Anyway, I’ve read the preparation part of the book (that is, up to the point where you begin the 30-day programme) and I’m not regretting my decision to buy it.  Schmidt discusses and encourages you to think about all the excuses you make not to write or not to finish a manuscript, and the possible reasons behind those excuses.  She takes a psychological approach, looking at the ways we sabotage ourselves, reasons for resistance and methods of motivation, which is no surprise when you consider she has a doctorate in psychology.  I’d suggest keeping a journal alongside this book, where you can write about the issues raised and the questions posed – this has already helped me to feel more motivated.

Alongside this, however, she does address the writing itself and how that can prevent you from continuing.  One of my favourite sections so far is how she addresses the idea of theme and what it is you want to say with your story, explaining that sometimes the theme conveyed in a plot that isn’t working for you is a theme you’re not passionate about.  She helps you uncover your ‘writerly identity’ and visualise what it is you want to be known for as a writer, which helps you focus on writing the things that motivate you or, even, how to make an assigned piece of writing (eg, something outside of your usual genre of interest) more appealing to your own interests and passions.

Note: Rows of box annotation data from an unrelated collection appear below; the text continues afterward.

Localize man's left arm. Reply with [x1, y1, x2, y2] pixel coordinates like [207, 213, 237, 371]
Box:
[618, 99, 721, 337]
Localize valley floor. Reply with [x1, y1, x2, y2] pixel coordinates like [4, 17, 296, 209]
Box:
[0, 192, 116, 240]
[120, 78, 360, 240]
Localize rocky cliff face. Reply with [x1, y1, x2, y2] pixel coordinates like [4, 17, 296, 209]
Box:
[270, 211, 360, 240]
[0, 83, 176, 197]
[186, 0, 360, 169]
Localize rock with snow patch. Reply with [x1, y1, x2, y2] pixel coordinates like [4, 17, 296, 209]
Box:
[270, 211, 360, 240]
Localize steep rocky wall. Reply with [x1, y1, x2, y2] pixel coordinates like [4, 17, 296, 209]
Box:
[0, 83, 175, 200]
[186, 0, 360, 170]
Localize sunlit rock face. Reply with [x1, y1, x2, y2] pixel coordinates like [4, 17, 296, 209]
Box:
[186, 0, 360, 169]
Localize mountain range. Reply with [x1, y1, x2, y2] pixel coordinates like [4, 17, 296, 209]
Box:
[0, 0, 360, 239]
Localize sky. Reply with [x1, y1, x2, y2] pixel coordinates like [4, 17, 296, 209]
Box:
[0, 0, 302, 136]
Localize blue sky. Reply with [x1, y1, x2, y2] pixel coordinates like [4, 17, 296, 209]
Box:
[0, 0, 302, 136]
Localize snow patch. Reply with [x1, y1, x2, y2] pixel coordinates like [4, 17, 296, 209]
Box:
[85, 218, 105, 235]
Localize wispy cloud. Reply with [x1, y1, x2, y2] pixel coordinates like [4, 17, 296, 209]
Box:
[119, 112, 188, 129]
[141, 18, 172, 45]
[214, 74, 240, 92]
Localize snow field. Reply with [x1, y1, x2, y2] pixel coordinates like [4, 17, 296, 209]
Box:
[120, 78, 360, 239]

There are some down sides of this book – for instance, she encourages you to write your first draft without any subplots to get the novel written in a month.  I disagree with this strategy as a good subplot will often tie in with the main plot of the novel, perhaps even helping the protagonist find a solution to their problems.  Also, the psychology-talk does get in danger of straying into ‘psychobabble’ territory sometimes, but there’s nothing to stop you from skim-reading!

So far, I’m finding this and interesting and useful book, which I plan to use to finish AT&aGw, once I’ve worked out the plot problems.  I’ll give more feedback when I’ve finished that!

What about you, what non-fiction have you been reading?  Got any writing book recommendations (or ones to avoid!) you’d like to share?